Investment by UK tech entrepreneur and inventor James Dyson into battery company Sakti3 was among the biggest deals in the sector in the first quarter of this year, a new report has found.
Texas-headquartered consultancy Mercom Capital, this week issued the “Smart Grid, Battery/Storage, Efficiency Funding and M&A” report for Q1 2015.
Dyson is thought to have contributed a significant portion of Sakti3’s US$20 million March funding round, helping to drive venture capital (VC) investment into the battery and storage sector up by almost 50% on the final quarter of last year. In Q4 2014, Mercom reported, US$47 million was invested from VC sources, while the first quarter of 2015 saw US$69 million invested across seven VC deals, up by US$22 million, despite there being the same number of high profile deals in each quarter.
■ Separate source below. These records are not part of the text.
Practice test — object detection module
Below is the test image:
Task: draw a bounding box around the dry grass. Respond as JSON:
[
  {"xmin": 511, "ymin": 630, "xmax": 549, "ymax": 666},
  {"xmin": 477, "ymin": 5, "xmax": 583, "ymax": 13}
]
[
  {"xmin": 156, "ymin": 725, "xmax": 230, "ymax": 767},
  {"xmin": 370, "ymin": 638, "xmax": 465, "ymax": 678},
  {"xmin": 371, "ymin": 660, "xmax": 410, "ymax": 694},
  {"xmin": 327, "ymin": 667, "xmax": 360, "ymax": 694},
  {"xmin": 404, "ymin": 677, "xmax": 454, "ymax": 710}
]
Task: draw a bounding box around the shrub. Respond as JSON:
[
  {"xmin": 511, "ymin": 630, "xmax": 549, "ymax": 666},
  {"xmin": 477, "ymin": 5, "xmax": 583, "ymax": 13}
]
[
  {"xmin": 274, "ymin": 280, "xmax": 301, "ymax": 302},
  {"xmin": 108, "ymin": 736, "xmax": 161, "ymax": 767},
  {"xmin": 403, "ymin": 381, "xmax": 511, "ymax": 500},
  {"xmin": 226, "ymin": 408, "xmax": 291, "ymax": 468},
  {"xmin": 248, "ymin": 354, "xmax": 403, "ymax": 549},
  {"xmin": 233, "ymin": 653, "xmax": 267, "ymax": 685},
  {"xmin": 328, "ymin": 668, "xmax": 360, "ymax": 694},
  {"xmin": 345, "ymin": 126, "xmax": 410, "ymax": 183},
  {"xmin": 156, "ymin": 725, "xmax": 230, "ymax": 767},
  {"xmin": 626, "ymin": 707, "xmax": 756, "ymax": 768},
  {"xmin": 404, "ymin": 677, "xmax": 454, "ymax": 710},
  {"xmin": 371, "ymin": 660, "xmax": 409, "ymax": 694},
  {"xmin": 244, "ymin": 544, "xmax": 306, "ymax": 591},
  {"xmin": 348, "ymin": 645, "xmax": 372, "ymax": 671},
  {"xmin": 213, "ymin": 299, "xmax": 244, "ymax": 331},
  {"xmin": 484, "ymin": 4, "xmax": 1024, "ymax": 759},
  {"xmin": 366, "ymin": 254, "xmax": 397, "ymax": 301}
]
Sakti3 is looking to commercialise solid-state lithium-ion battery technology in a number of sectors, claiming its production processes can speed up the scaled manufacture of batteries. The Michigan start-up in which Dyson and others including Japan’s Itochu have taken a direct interest, appears to currently be focusing on batteries for EVs but according to various reports the company also sees potential for its products in stationary storage applications.
The other biggest VC deal in the sector last quarter was another US$20 million raised by Boston Power, another US company making lithium-ion batteries. Meanwhile EOS Energy Storage, which develops and makes zinc hybrid cathode energy storage systems, was the recipient of US$15 million.
Mercom Capital CEO Raj Prabhu told PV Tech Storage yesterday that among the few notable mergers and acquisitions (M&A) to be disclosed in the timescale covered by the report was the acquisition of Solar Grid Storage, a utility-scale storage start-up, by the world’s largest renewable energy developer, SunEdison. Solar Grid Storage is currently active in the noted frequency regulation market offered in the service area of mid-Western US utility company PJM. In essence, the PJM market recognises and rewards the value of fast-responding frequency regulation.
The sale of Polypore International, a maker of microporous membranes for energy storage, as well as membranes for filtration in other industries including healthcare, raised US$2.2 billion in one of the other disclosed M&A deals of the quarter.
Elsewhere, solid oxide fuel cell maker Bloom Energy raised US$130 million in the only debt and public market financing deal of the quarter.